Android Business News, — March 29, 2012 16:27 — 0 Comments
Data provided in response to Oracle claim suggests iPhone generated four times more revenue than Google’s own handsets
Android generated less than $550m in revenues for Google between 2008 and the end of 2011, if figures provided by the search giant as part of a settlement offer with Oracle ahead of an expected patent and copyright infringement trial are an accurate guide.
The figures also suggest that Apple devices such as the iPhone, which use products such as its Maps as well as Google Search in its Safari browser, generated more than four times as much revenue for Google as its own handsets in the same period.
With roughly 200m Android devices having been activated to the end of 2011, including an estimated 90m during the past two years, it suggests that Google derives slightly more than $10 per Android handset per year.
The figures emerge from a damages offer that Google made to Oracle as part of settlement talks ordered by Judge William Alsup in the case, in which Oracle is alleging that Android infringes patents and copyright that it owns on the Java programming language. It acquired that intellectual property when it bought Sun Microsystems, which owned Java, in 2010. The trial is due to start on 16 April.
The suit began in 2010 with Oracle claiming that Android infringes a number of Sun patents and also infringes copyright in Java. The number of patents has been whittled down to just two.
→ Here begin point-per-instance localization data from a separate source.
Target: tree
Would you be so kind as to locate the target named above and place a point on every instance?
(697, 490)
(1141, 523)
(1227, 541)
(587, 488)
In a pre-trial settlement offer, Google proposed that it would pay Oracle a percentage of revenues from Android, suggesting it would pay $2.8m in damages on the two remaining patents that Oracle is asserting for the period to 2011, and then 0.5% of ongoing Android revenue on one patent which expires this December, and 0.015% on another which expires in April 2018. The court documents do not explain how the Android revenue is calculated, but the key source would be advertising revenue. Google also gets a 30% cut from app sales to Android devices.
Google said the damages figures matched what had been calculated by a court-appointed expert. The offer does not mean Google accepts that it has infringed the patents claimed by Oracle.
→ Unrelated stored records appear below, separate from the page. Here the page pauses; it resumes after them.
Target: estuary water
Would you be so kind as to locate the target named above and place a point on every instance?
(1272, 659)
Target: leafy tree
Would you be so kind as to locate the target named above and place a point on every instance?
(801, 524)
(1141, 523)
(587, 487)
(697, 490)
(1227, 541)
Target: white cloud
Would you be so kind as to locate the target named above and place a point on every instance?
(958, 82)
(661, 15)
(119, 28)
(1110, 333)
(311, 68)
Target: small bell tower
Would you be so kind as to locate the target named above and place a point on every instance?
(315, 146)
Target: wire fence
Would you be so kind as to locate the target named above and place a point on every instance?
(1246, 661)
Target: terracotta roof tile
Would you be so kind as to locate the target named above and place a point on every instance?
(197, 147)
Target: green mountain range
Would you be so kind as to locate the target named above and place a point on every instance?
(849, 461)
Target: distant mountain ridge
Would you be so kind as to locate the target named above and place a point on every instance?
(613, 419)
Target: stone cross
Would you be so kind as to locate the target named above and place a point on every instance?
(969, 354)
The $2.8m offer, at a combined rate of 0.515%, suggests that Android’s total revenue from the launch of handsets at the end of 2008 through to the end of 2011 was $543m.
That also means that Android could generate more than $1bn in advertising revenues this year; last year, Google’s total annual revenues were around $38bn. Google lets manufacturers use Android for free, but to achieve “certification” they have to include services such as Google search, maps, YouTube and other functions.
Larry Page, Google’s chief executive, said during an earnings call in October that Google was “seeing a huge positive revenue impact from mobile, which has grown 2.5 times in the last 12 months to a run rate of over $2.5bn.”
But while some people interpreted that to indicate Android revenue, it overlooked Google’s deal with Apple, in place since the introduction of the iPhone in 2007, through which it provides maps and the default search engine for its iPhone, iPad and iPod Touch products, which run Apple’s iOS software. Apple’s chief executive Tim Cook said the company has sold 315m iOS devices, though nearly half of those have been sold in the past year.
Oracle rejected Google’s offer, saying the proposed damages were too low.
The lawsuit began after Oracle bought Sun Microsystems for $7.3bn in 2010 and with it the rights to the Java programming language and its patents. Oracle has complained that Android in effect copies functions of Java without a valid licence.
Oracle, a business software maker with $36bn in annual revenue, has said it is seeking hundreds of millions in damages – though it was forced to water down its earlier damages claims after pre-trial examinations led to a number of claimed patents on Java being invalidated.
Google, which relies on its dominance of search and advertising for most of its $38bn in annual revenue, believes that even if it loses the case, it won’t have to pay more than a few million dollars.
A joint statement filed this week provided the latest reminder of the friction between the two companies.
In the papers, Google argued that the trial could be shortened from its scheduled eight weeks and sought to appear before a US district judge instead of a jury. Oracle doesn’t believe the trial schedule should be revised, nor is it willing to waive its right to a jury trial. Juries typically award larger damages and are seen as more likely to find in favour of the plaintiff in patent and copyright trials.
Google had not responded to a request for comment as this story was being prepared for publication.